I was born in Waiouru, because my dad was in the navy, and there was a communication station there that he was posted to. I grew up in Wellington and Auckland. Dad worked at the defence department in Wellington and the navy base in Auckland.

For most of my childhood we lived in Cannons Creek in Porirua, and Elsdon and Titahi Bay, and that was where I did most of my schooling.

Sue, aged 7. (Photo supplied)

I went to Mana College in Elsdon until the end of sixth form, and I did pretty well at school. But I remember, before I started at Mana College, Mum and Dad had to fight for me to be able to do te reo Māori and be in the top class.

In those days, we were “streamed” so that students taking French were in the top class and those taking Māori were in the bottom classes. Mum and Dad ended up going to Whetu Tirakatene-Sullivan and Gerry Wall (who was the MP for Porirua at the time) and had the streaming system changed so I could do Māori and be in the top class.

We moved to Auckland for the last time when I was just about to start the seventh form, and I went to Pakuranga College.

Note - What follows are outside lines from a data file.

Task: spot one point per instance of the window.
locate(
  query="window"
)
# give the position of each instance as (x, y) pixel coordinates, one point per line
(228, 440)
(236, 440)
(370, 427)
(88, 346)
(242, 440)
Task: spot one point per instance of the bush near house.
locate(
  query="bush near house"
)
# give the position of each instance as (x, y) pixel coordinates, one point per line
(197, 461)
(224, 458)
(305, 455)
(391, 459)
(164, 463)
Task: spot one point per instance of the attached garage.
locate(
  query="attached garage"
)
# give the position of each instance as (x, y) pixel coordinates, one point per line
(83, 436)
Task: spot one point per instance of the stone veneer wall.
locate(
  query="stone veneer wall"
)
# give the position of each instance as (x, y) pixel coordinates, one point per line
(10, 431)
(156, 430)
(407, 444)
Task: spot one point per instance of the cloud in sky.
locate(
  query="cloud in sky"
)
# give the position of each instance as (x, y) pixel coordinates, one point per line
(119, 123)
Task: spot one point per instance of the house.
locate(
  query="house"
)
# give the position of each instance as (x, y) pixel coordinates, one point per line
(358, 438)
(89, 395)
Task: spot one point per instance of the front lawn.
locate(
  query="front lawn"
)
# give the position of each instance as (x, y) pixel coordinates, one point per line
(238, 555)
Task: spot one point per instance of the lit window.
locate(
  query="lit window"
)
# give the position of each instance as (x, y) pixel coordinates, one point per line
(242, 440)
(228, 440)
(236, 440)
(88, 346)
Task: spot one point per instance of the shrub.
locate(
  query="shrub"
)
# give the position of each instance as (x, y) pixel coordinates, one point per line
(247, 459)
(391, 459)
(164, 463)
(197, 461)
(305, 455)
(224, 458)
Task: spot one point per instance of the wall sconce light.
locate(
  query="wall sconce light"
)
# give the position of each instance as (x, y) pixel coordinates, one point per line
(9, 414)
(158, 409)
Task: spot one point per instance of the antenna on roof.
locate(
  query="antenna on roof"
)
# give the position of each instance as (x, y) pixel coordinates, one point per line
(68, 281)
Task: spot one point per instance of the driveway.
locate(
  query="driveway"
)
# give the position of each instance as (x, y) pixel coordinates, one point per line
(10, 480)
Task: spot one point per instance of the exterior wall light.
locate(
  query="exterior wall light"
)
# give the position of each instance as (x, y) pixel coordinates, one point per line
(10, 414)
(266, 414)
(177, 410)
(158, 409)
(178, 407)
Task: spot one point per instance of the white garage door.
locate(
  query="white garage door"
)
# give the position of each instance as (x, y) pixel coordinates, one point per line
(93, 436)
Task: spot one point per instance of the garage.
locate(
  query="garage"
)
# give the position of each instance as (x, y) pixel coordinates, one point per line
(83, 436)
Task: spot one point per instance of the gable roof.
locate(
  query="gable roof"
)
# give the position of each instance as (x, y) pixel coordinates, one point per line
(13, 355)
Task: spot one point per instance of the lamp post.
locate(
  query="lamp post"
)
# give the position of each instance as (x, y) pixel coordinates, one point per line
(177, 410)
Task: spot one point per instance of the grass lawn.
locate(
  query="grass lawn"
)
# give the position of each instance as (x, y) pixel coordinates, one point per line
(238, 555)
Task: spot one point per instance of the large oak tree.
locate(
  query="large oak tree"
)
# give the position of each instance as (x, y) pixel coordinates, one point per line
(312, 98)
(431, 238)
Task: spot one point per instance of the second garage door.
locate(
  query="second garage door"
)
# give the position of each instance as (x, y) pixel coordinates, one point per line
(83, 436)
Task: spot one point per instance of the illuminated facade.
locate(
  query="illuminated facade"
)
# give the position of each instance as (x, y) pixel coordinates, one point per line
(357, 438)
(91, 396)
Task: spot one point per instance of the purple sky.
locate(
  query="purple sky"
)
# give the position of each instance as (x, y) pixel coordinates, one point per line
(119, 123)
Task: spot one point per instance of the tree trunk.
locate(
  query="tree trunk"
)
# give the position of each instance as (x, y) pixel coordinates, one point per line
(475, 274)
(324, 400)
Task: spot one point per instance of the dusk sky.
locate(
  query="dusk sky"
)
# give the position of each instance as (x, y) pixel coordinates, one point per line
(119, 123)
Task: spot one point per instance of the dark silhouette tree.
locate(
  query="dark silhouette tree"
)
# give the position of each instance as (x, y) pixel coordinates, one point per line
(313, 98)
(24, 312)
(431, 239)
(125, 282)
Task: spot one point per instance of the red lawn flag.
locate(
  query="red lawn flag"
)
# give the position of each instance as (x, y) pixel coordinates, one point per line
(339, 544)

Sue’s taua (grandmother) Henrietta Louisa Crengle nee Cleaver. (Photo supplied)

Your Māori connections are all south-based, right?

Yeah.

Through your mum?

My whakapapa is through Dad. I’m from the Ōraka Aparima rūnaka, and our marae is at Ōraka, or Colac Bay, right on Foveaux Strait, or Te Ara a Kiwa. It’s beautiful.

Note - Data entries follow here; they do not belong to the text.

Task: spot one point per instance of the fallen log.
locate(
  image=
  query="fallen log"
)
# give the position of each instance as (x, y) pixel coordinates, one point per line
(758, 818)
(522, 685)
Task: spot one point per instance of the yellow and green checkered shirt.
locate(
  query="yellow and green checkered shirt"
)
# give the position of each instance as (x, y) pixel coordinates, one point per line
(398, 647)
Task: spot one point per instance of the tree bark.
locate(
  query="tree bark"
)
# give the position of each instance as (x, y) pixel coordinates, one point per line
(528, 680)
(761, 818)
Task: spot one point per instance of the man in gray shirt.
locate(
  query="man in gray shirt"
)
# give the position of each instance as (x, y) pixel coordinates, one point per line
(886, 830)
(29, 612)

Did you go straight from school to varsity?

One of my earliest recollections was Dad saying to me: “When you grow up, you’re going to be a doctor.” He had high aspirations for my sister Hana and me. He wanted us both to go to university and to get that type of education.

My mother was a primary school teacher, and she was very keen to support us in whatever we did. Having had that message from Dad when I was really young, at about 9 or 10, I kind of decided that I wanted to be a doctor — and I stuck to that aspiration.

I got into med school under what was then called the Polynesian Preference Scheme. These days it’s called the Māori and Pasifika Admission Scheme.

Did you feel that some people looked down their noses at you and others who came in through that scheme, or something similar?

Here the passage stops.